6. If Your Child Naps Sometimes But Other Days Doesn’t or Doesn’t Seem to Need it: Some children will start transitioning to no naps by dropping their nap at home but napping while at daycare. Others will nap some days and not others. On the days your child naps, excellent! Keep your normal or even slightly later bedtime. On the days your child does not nap, institute a 30 to 60 minute earlier bedtime. If your child is home during the day and not at daycare or school it’s ok to only enforce naps every other day, or only on Mondays and Fridays. Whatever you think your child needs to stay happy and well rested is what you should do.

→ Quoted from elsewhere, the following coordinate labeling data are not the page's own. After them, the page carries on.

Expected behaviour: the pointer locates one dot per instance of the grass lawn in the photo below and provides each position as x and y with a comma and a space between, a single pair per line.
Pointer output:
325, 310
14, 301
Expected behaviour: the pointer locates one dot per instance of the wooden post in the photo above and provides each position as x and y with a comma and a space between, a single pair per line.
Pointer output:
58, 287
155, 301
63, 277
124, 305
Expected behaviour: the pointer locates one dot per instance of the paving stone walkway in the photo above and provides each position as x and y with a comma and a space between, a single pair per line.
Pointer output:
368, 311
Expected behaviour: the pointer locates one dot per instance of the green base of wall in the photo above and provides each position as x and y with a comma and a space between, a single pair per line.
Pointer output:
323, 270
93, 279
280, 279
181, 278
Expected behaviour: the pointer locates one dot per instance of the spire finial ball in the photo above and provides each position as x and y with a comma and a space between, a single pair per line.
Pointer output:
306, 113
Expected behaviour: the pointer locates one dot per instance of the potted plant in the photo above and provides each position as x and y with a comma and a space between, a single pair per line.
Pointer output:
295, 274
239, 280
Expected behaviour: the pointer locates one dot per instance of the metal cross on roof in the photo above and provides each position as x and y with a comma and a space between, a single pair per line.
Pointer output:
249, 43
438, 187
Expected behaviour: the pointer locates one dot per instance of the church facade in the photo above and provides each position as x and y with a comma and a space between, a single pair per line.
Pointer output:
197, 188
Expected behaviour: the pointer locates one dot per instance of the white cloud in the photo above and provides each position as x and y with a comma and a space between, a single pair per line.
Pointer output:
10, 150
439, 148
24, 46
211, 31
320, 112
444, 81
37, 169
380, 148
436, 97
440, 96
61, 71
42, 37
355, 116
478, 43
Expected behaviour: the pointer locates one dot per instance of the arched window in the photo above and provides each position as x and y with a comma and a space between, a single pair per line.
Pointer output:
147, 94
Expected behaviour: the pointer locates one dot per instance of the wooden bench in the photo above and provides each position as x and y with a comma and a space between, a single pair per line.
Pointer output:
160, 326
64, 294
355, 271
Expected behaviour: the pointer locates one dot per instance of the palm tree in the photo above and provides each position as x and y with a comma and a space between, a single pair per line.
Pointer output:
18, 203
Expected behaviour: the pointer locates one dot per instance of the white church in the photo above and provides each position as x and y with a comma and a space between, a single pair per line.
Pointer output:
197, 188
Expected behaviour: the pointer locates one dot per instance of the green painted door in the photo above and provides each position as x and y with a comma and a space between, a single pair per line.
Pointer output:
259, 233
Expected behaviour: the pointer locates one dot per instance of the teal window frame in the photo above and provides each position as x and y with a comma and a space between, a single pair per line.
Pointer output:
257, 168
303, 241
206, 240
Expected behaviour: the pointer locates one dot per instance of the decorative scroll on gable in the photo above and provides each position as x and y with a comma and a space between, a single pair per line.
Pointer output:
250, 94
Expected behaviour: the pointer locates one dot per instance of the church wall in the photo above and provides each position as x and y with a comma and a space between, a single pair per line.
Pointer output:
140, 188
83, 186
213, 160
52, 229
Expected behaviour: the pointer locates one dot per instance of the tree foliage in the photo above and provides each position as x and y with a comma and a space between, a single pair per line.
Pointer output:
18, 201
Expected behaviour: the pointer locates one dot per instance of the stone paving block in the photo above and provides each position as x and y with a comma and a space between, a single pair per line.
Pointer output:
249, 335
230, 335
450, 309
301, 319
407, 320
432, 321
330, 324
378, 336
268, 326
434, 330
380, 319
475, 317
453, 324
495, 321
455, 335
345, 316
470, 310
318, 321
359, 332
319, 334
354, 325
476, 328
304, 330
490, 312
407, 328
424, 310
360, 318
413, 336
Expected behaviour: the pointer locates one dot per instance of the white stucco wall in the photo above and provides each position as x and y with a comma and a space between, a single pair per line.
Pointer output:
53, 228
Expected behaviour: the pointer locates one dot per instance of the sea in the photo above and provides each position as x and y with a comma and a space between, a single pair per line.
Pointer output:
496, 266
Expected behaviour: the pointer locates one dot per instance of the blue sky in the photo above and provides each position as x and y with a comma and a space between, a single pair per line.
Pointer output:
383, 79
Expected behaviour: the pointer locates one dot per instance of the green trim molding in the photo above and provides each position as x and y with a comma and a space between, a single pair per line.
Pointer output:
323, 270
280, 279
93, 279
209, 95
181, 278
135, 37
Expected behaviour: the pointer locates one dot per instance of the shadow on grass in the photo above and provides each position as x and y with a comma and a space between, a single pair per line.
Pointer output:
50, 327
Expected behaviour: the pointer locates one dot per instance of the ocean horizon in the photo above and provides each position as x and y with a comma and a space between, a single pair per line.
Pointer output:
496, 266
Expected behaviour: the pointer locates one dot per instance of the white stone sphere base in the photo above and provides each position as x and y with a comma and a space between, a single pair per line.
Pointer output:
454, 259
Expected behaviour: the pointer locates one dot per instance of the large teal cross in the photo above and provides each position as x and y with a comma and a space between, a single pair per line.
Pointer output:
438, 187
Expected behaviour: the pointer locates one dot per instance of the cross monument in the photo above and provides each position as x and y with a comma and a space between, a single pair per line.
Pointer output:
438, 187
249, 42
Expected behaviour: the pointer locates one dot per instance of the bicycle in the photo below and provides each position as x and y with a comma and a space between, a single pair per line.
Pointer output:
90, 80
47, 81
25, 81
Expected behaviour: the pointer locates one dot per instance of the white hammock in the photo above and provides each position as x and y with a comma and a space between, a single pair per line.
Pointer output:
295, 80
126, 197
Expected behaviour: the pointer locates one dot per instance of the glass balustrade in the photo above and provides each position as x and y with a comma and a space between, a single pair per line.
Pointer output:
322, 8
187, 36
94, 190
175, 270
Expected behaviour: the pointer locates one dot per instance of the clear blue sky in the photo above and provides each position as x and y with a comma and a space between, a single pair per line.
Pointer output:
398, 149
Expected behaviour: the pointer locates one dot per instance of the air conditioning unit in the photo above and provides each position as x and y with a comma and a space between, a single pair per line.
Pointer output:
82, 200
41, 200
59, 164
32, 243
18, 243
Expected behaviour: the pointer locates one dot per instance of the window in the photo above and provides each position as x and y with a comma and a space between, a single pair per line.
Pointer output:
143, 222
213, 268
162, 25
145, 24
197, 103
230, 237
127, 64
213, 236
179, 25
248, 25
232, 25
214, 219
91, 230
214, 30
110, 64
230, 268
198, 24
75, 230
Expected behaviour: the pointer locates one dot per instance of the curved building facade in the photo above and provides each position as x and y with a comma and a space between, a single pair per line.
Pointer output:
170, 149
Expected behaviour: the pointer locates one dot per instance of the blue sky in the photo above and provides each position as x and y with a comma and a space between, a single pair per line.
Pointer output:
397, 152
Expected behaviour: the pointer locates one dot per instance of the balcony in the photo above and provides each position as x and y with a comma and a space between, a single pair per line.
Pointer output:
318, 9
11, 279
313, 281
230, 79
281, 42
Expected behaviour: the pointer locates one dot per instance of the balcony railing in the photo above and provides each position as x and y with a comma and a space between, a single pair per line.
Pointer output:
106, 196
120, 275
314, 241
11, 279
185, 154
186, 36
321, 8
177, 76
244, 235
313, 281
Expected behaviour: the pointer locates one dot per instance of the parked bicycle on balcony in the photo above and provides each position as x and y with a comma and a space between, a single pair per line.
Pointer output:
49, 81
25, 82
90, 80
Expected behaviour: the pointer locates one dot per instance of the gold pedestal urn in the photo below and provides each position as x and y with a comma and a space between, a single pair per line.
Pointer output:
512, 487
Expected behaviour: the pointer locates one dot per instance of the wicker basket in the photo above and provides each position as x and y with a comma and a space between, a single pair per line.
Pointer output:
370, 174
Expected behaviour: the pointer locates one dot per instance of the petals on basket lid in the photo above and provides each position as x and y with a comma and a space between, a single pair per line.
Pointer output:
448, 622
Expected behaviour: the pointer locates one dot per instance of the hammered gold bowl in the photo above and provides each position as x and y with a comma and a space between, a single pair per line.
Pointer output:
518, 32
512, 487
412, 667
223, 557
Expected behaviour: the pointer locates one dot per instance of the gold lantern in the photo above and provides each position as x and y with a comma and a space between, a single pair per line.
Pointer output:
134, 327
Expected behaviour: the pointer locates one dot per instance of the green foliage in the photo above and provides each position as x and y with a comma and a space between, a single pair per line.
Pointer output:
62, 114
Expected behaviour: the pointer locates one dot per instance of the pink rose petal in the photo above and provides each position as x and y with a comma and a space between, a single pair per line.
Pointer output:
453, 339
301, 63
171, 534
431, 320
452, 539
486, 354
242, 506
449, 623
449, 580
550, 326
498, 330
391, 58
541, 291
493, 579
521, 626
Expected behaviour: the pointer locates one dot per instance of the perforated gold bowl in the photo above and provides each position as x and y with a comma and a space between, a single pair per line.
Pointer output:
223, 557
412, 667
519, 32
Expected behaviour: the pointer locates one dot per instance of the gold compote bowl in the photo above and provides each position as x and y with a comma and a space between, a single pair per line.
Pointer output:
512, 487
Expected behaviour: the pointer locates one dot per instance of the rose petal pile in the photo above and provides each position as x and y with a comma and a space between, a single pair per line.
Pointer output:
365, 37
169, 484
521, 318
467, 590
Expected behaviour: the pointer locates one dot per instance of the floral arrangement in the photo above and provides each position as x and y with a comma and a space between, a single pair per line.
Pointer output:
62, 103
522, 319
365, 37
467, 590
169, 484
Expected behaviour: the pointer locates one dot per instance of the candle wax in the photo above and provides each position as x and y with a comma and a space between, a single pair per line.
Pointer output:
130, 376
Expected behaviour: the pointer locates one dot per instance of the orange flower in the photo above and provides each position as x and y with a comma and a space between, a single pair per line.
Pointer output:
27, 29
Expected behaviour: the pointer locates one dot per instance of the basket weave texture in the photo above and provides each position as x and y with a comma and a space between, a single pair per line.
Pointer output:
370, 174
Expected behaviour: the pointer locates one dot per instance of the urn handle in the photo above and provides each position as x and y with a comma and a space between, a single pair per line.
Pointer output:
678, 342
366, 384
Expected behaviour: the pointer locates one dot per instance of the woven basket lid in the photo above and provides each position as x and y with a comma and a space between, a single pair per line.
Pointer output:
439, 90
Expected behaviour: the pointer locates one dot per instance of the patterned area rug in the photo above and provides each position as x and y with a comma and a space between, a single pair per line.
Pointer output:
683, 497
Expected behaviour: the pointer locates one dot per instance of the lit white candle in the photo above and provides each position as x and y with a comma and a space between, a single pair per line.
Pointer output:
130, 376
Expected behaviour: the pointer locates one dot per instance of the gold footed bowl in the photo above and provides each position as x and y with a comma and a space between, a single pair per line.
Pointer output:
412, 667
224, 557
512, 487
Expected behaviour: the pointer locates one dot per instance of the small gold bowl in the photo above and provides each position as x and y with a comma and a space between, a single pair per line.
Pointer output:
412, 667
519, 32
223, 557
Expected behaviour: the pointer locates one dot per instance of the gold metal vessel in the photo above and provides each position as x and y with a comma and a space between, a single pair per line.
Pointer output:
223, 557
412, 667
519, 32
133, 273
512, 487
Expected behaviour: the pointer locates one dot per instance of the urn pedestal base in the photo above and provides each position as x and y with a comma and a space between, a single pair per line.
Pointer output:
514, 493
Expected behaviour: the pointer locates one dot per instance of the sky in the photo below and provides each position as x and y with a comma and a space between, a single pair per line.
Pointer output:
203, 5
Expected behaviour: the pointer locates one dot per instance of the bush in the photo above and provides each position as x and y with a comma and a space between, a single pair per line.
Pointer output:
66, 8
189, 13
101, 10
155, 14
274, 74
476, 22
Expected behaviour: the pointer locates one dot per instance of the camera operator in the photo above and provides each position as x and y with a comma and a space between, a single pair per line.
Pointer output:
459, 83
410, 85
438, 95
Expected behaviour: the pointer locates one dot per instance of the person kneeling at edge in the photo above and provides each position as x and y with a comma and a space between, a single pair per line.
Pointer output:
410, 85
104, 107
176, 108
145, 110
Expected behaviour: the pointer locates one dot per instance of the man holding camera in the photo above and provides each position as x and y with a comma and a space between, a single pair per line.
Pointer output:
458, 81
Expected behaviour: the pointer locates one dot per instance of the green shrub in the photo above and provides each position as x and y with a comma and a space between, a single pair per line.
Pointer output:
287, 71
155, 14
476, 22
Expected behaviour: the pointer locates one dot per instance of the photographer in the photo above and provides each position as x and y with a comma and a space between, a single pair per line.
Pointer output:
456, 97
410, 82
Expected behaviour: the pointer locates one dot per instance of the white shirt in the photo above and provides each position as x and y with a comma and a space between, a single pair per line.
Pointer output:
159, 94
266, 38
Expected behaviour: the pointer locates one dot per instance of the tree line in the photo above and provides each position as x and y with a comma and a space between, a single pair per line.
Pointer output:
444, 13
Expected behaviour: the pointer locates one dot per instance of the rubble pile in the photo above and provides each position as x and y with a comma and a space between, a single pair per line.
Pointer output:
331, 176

7. How to Know the Transition Is Complete: I can’t stress enough that your child’s mood around 5pm will tell you almost everything you need to know about his or her sleep tank. If it’s full your little one will be happy leading right up to bedtime. If your little one’s sleep tank is nearing empty you’ll notice more tears, tantrums, hyperactivity, inability to focus, fidgeting, and possibly picky eating. Stave off the sleepless snowball (fighting bedtime, middle of the night wake-ups, and early morning waking) that often follows when children become over tired by tuning in to their overtired signs and adjusting bedtime earlier until the transition is complete!